Он пришел на пятые сутки к вечеру. Не белый красавец, а все тот же потемневший от дыма и лет «Смелый». Простоял ночь у пристани и поутру, по-старчески шлепая плицами, разволновав ненадолго реку, подался обратно. Мы с Женькой остались в Новом Васюгане. Из призывников не взяли никого — теперь мы были нужней здесь.
В десять утра кучерявый комендант, простуженным голосом сделав перекличку, повел строем всех ожидавших отправки в райисполком, и там за крытым зеленой скатертью длинным столом, сутулясь над списком, председатель исполкома быстро решил судьбу каждого из нас. Несколько человек вернули на прежнее место работы, десятка полтора, в том числе и Женьку, направили на лесосплав.

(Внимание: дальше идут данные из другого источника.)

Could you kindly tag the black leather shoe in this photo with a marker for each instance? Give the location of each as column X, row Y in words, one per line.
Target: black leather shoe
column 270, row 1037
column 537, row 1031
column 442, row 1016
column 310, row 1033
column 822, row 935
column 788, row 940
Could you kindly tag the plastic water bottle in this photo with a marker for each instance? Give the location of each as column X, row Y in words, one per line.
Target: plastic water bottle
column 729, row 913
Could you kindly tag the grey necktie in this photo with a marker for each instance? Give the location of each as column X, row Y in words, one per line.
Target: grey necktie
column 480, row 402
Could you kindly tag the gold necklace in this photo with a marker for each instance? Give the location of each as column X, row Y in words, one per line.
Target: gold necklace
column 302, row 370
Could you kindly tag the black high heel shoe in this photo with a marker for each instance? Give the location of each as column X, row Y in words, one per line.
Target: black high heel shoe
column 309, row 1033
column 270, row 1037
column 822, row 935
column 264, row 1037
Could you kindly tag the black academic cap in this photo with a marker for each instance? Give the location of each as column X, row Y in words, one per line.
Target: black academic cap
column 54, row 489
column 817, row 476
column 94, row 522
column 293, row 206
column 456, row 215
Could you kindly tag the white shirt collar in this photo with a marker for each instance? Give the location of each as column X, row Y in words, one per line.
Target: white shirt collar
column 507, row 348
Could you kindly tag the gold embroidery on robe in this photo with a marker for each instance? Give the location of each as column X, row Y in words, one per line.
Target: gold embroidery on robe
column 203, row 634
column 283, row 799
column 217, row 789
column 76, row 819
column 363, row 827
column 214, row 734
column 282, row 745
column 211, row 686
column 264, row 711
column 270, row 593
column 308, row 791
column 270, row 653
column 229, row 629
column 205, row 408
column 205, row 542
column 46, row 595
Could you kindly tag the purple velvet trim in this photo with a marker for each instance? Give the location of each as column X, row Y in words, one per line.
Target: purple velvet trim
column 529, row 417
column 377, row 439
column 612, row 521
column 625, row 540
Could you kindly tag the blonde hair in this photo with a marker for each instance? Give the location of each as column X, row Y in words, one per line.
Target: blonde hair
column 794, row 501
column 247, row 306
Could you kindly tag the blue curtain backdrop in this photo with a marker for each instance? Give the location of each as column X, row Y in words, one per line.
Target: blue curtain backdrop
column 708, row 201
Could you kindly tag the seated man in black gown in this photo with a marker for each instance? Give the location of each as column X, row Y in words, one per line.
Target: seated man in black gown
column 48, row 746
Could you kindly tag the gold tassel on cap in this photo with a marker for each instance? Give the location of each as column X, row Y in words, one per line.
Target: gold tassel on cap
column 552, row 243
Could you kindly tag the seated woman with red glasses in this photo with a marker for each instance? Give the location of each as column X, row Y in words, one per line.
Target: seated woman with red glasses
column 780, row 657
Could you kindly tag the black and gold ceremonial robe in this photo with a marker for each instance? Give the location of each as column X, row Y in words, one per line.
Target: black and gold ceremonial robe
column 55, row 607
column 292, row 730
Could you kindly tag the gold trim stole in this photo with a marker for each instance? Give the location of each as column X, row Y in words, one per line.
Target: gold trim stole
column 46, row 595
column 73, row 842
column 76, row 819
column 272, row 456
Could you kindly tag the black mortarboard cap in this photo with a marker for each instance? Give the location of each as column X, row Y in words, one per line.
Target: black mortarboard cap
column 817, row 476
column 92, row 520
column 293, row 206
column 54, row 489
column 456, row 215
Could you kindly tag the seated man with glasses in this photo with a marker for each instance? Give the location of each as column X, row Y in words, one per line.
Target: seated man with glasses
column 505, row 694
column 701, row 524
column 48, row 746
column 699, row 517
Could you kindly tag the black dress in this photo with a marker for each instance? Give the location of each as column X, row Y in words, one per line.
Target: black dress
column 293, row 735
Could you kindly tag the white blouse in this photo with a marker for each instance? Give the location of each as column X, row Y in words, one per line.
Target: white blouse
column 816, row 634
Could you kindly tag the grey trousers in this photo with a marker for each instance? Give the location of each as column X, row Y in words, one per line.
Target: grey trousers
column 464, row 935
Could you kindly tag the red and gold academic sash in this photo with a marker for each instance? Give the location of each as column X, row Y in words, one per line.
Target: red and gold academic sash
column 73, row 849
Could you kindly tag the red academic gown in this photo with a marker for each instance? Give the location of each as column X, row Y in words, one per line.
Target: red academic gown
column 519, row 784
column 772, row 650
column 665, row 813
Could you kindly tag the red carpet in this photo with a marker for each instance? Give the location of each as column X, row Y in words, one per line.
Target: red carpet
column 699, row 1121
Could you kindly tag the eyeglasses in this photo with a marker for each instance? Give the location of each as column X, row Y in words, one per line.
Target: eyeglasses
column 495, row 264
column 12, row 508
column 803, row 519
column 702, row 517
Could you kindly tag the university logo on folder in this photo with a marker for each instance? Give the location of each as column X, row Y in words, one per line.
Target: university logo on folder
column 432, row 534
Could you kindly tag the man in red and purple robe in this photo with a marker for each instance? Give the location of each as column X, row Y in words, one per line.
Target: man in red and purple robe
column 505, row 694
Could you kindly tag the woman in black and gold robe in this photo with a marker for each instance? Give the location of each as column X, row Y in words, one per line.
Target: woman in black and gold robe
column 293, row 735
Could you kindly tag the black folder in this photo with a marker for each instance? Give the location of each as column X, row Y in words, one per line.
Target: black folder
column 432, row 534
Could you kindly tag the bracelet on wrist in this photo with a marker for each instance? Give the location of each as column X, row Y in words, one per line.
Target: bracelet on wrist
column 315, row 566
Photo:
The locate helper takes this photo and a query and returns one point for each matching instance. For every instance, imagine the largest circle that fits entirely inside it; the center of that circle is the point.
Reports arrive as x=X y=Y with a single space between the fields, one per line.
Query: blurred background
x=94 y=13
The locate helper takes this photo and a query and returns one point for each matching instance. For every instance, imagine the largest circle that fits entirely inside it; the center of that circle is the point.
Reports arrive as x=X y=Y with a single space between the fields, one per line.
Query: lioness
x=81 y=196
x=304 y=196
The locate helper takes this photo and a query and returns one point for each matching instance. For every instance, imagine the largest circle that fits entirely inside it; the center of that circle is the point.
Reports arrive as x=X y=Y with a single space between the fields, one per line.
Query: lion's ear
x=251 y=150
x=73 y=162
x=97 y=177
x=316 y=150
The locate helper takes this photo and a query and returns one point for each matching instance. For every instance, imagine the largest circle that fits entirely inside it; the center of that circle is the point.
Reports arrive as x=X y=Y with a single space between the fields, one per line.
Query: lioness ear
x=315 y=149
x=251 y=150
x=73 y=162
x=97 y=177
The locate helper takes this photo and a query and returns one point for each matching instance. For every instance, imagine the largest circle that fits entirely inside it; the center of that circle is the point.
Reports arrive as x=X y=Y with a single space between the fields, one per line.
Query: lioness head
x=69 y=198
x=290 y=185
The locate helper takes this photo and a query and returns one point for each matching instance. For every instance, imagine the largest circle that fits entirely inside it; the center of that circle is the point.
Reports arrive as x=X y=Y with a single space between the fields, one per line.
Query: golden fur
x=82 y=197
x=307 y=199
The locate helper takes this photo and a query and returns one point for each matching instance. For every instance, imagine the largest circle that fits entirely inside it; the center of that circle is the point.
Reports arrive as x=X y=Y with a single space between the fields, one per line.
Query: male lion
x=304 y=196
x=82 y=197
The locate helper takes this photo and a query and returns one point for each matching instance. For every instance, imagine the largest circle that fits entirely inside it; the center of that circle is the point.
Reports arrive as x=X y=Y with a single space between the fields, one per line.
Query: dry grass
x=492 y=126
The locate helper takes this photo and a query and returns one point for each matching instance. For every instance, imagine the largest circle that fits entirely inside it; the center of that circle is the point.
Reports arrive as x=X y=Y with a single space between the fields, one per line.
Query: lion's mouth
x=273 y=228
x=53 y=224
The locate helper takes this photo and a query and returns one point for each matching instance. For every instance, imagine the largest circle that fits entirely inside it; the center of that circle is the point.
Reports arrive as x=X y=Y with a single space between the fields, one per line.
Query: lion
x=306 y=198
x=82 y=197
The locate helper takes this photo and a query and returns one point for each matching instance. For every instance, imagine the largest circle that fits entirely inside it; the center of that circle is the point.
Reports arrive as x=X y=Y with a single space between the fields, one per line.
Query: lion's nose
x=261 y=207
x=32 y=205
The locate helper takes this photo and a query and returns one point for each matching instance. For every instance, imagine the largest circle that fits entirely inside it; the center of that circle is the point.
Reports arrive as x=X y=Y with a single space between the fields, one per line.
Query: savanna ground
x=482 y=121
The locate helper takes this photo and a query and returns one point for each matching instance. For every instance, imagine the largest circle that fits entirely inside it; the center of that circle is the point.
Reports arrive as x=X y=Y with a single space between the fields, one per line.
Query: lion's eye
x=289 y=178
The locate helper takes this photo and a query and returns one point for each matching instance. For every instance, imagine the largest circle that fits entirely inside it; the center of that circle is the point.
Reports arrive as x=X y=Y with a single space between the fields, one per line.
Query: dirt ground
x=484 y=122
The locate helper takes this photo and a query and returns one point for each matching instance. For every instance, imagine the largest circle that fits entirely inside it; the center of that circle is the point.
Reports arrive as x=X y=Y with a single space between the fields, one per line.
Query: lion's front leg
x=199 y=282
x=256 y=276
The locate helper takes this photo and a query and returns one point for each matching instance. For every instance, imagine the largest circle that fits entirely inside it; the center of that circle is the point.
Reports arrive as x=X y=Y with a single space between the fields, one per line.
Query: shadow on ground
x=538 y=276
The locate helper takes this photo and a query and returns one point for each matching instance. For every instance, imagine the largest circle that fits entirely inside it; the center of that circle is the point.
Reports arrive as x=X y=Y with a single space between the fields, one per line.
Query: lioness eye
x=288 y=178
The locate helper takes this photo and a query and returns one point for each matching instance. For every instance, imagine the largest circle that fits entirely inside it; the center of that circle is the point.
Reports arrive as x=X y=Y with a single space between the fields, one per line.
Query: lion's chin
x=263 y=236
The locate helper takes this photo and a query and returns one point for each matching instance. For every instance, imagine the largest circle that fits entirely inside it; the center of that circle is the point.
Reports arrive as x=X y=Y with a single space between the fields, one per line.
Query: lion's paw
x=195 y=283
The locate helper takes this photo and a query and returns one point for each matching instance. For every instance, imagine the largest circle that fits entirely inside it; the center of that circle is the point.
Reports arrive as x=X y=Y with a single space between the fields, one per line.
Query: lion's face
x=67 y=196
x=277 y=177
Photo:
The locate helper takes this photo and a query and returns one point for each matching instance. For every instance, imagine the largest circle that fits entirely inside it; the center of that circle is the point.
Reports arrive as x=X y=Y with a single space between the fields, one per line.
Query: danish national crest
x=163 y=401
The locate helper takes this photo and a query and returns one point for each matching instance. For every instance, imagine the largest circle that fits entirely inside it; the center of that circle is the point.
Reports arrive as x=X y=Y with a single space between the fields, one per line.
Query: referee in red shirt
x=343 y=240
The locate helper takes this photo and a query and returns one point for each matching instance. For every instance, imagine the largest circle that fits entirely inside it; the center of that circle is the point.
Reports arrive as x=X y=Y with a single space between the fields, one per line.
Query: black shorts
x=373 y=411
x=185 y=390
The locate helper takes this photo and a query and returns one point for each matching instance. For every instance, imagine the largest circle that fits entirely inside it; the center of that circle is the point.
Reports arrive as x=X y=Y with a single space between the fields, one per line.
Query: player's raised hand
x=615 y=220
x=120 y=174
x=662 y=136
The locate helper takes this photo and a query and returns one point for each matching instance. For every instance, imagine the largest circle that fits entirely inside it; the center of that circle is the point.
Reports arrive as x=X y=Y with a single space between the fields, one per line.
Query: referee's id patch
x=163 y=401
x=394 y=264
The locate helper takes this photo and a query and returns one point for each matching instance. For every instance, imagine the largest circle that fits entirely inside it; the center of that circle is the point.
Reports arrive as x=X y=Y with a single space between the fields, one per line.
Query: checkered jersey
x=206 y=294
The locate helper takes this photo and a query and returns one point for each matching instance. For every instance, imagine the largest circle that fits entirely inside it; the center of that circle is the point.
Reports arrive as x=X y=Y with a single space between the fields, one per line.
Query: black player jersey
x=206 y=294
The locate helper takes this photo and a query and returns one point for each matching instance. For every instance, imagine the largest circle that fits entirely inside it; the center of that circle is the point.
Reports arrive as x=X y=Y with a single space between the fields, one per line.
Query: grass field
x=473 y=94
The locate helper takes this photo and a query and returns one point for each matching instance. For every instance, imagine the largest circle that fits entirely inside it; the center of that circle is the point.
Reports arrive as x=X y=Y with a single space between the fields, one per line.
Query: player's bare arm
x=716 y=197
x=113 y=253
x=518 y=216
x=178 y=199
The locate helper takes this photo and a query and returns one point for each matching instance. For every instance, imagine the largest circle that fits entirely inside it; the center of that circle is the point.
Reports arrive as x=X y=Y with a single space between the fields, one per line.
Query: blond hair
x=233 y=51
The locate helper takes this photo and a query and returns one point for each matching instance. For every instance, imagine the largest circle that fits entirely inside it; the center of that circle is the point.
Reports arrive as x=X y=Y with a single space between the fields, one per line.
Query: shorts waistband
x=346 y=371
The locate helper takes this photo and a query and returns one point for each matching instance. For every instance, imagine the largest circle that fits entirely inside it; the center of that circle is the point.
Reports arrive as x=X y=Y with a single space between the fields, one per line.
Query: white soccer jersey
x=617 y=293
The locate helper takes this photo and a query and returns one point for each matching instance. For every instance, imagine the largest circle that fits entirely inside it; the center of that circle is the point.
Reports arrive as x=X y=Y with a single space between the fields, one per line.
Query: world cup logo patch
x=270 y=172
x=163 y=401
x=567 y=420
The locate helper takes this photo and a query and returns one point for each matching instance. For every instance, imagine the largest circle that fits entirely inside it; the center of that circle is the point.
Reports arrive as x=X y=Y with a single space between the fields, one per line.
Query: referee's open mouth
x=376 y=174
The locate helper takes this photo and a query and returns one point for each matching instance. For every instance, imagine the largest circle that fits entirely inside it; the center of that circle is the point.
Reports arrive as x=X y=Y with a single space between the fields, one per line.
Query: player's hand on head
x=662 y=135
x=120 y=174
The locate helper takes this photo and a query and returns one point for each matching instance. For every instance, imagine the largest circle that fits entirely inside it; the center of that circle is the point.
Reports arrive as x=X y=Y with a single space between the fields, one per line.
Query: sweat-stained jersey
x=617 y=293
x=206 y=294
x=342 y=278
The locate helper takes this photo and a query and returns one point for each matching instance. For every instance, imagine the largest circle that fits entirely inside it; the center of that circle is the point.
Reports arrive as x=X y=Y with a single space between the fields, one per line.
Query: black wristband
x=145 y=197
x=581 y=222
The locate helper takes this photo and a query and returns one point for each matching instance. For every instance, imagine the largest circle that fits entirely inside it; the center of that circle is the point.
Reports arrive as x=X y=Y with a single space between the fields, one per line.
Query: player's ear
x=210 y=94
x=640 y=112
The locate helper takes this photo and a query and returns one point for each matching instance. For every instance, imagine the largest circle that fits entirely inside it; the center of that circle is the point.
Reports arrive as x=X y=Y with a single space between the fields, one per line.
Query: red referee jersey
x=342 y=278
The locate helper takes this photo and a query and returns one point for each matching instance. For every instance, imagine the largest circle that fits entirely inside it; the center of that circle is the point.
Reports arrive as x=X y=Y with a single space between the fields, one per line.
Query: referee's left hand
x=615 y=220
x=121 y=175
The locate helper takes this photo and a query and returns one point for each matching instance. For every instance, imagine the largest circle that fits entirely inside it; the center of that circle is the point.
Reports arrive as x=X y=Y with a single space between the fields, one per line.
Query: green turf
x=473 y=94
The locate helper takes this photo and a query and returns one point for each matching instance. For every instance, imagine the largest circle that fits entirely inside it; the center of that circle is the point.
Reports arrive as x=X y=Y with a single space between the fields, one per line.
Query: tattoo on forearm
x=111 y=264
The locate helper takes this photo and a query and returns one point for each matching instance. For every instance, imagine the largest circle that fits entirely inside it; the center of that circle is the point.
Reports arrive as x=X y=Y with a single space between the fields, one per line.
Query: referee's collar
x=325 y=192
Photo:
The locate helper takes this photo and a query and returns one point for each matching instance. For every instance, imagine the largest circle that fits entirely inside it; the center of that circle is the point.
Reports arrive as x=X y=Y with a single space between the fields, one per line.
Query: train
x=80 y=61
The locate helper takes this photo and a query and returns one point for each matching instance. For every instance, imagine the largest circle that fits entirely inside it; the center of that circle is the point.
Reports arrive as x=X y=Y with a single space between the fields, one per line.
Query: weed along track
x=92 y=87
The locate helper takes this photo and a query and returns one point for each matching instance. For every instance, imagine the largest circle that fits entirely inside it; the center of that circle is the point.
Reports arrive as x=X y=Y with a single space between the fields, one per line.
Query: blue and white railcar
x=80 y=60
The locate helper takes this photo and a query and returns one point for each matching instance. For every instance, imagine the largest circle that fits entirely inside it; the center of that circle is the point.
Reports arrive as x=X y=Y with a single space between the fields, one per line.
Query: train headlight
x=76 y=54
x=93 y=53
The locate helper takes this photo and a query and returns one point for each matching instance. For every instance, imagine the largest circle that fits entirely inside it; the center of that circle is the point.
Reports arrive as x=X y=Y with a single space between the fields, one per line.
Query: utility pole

И меня было тоже назначили сплавлять лес, но находившийся в кабинете чернявый начальник райзо заметил, что, поскольку этот парень может вести учет, лучше-де послать его в Красноярку — там уже два месяца нет счетовода. Предрика кивнул и велел написать направление в колхоз.
На следующий день, когда я пришел на пристань к отправляющемуся вниз по реке буксирному катеру, шкипер которого посулился довезти меня до Красноярки, на берег прибежала с наказом запыхавшаяся Стеша — Степан Степаныч, наш директор, срочно велел идти к нему. Забрав тощий мешок с пожитками, я без охоты спустился по сходням.
— Так ты куда? — спросил директор, когда я зашел в его заставленный вдоль стен стульями кабинет.
Я объяснил.
— Будешь у нас работать. По-прежнему. — Он дернул подбородком, словно ему был тесен застегнутый на два крючка глухой воротник кителя. — Понял? Я скажу Михайлову, что мы тебя оставили.
— Не надо, — попросил я, не опуская на пол мешок.
Очень не хотелось оставаться в Новом Васюгане. Должно же что-то измениться в моей жизни.
Он посмотрел на меня долгим взглядом.
— Не надо, — повторил я.
— А ведь тебя рыбозавод выучил.
Я промолчал.
— Собрался в колхоз, так уж в Майск бы просился, там все ж таки покрепче живут, — сказал он уже другим тоном.
— У меня в Красноярку направление.
— Хотелось тебя оставить. Тебе ж лучше. — Он опять дернул подбородком, наверное, это было у него нервное. — Ну, будь здоров, Макшеев.
А прежде мне казалось, что он даже моей фамилии не знает.
Теперь я сидел в колхозной конторе, и в окно виднелся затопленный половодьем лес на противоположном берегу. За спиной стоял шкаф, на шкафу — запылившийся патефон, в светлом кителе, с усмешкой смотрел из рамки за печку Сталин. Пахло мытым полом, застарелым самосадным дымом, с жестким скрипом тикали когда-то крашенные голубым ходики.